Mahyeldi mengapresiasi berbagai upaya penataan yang dilakukan Pemerintah Kota Bukittinggi. Menurutnya, kondisi Pasar Ateh kini semakin tertata, mulai dari penempatan pedagang yang lebih rapi hingga lingkungan yang lebih bersih, nyaman, dan representatif bagi masyarakat maupun wisatawan.
“Alhamdulillah, Pasar Ateh sekarang semakin tertata. Ini merupakan hasil kerja bersama antara pemerintah kota, para pedagang, dan seluruh masyarakat. Semoga kondisi ini terus kita jaga sehingga pengunjung merasa nyaman berbelanja maupun berwisata,” ujarnya.
Memasuki puncak musim liburan, Mahyeldi mengingatkan meningkatnya kunjungan wisatawan harus diiringi kesadaran bersama untuk menjaga kebersihan lingkungan.
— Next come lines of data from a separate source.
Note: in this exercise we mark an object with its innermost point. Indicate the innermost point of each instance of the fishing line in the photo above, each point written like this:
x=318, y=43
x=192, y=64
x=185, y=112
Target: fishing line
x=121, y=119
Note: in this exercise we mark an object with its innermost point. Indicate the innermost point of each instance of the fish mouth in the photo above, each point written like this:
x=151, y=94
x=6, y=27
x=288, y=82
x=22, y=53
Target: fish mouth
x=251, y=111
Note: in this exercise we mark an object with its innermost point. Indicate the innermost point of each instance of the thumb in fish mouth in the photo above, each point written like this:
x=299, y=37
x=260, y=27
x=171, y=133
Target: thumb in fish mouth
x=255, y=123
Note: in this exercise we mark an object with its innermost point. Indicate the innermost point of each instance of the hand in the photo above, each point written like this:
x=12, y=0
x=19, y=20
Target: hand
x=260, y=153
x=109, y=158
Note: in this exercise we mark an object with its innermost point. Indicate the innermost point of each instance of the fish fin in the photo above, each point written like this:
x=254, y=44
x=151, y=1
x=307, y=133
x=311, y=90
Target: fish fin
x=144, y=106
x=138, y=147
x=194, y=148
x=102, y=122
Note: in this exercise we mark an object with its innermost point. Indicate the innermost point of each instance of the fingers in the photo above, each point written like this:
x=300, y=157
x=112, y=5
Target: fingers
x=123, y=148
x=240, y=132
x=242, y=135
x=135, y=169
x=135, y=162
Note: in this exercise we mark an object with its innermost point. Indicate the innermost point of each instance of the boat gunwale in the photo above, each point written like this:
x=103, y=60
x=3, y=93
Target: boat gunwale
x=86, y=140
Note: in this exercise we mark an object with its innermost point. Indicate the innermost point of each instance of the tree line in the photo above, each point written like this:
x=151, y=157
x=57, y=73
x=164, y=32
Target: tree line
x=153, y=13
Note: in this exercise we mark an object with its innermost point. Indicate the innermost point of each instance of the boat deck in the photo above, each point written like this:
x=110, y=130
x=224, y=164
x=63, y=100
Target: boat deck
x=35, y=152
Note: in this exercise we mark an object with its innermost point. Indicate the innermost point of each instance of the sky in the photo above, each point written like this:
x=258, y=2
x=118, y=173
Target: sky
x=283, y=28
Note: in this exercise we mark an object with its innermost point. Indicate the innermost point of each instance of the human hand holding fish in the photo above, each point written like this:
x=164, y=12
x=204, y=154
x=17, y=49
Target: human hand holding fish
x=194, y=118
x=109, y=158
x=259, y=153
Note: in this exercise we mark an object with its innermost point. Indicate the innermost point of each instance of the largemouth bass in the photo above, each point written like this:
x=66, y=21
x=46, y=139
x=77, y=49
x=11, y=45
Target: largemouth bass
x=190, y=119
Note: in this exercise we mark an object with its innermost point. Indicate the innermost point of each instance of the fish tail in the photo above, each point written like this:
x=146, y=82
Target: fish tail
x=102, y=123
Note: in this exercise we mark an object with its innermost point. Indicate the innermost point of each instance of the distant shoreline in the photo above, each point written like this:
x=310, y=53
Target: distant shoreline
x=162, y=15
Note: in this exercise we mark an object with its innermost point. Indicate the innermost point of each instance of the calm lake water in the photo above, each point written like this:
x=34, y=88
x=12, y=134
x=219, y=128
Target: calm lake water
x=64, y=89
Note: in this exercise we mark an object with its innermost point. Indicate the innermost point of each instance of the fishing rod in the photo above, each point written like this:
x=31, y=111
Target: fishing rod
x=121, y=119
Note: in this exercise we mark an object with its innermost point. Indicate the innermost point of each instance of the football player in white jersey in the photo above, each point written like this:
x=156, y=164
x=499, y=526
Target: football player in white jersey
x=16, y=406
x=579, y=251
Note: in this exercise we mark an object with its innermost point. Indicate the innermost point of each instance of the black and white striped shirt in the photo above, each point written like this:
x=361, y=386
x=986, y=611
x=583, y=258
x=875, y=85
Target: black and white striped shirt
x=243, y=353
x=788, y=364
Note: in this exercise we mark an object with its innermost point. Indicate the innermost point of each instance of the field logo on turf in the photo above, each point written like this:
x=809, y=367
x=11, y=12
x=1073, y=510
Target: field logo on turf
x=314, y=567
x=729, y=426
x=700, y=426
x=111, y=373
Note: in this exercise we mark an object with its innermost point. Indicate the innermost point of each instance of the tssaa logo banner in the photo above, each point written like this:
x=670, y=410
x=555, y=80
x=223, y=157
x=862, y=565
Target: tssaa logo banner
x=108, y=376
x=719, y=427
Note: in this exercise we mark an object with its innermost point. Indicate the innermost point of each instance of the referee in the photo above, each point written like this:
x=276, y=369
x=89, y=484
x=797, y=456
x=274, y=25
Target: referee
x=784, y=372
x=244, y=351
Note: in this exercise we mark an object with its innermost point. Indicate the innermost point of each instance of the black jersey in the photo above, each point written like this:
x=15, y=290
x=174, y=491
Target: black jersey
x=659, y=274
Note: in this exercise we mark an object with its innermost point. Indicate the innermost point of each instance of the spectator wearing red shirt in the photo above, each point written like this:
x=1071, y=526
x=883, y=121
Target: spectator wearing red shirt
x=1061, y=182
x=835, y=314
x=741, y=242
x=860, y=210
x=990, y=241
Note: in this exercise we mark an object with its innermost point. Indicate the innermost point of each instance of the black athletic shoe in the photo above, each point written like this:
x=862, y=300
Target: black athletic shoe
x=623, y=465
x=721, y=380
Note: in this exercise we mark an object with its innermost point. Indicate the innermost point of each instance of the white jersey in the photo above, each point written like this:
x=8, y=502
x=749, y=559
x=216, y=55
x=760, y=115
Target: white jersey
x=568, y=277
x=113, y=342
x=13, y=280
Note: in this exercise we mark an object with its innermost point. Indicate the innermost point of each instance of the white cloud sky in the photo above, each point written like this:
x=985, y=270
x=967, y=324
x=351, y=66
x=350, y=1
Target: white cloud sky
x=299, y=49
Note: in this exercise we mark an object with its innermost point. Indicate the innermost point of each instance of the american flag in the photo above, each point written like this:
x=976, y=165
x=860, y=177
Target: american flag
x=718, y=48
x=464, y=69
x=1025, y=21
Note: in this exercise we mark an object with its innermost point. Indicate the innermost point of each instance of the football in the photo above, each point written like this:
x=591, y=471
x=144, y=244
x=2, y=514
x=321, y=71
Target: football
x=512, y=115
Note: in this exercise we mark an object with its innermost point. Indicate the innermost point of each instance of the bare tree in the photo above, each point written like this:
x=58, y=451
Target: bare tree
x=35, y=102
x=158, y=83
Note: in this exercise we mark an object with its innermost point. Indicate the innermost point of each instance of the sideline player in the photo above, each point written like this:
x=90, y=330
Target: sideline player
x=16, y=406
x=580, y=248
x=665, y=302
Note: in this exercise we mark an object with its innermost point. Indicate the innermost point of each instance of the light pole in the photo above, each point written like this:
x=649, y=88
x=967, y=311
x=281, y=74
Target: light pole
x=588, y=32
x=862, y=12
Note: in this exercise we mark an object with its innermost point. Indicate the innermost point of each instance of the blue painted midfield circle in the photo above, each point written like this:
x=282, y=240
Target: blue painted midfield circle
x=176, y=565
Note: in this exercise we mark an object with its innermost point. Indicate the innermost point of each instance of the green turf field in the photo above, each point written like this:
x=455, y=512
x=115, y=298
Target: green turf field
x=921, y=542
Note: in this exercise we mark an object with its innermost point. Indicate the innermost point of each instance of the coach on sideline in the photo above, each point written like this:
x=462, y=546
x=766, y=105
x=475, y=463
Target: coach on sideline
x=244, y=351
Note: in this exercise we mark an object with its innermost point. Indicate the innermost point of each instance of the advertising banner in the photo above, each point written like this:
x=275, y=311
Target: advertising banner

Ia mengimbau setiap pengunjung membuang sampah pada tempatnya, terutama di kawasan Pasar Ateh dan Jam Gadang yang menjadi ikon pariwisata Kota Bukittinggi.
Menurutnya, kebersihan menjadi salah satu faktor penting dalam membangun citra positif daerah. Upaya menjaga kebersihan tidak hanya menjadi tanggung jawab pemerintah, tetapi juga membutuhkan partisipasi aktif masyarakat dan wisatawan.
“Mari kita jaga bersama kebersihan lingkungan. Hal sederhana seperti membuang sampah pada tempatnya akan memberikan dampak besar bagi kenyamanan bersama dan menjadi kesan baik bagi para tamu yang datang ke Sumatera Barat,” katanya.
Mahyeldi berharap budaya hidup bersih terus tumbuh di tengah masyarakat. Dengan demikian, kawasan wisata di Sumatera Barat, khususnya Kota Bukittinggi, tetap terpelihara, semakin nyaman dikunjungi, serta mampu memberikan pengalaman terbaik bagi wisatawan dari berbagai daerah.
Ia juga menilai kolaborasi antara pemerintah, pedagang, masyarakat, dan wisatawan menjadi kunci menjaga daya tarik destinasi wisata sekaligus meningkatkan citra pariwisata Sumatera Barat. (Bdr)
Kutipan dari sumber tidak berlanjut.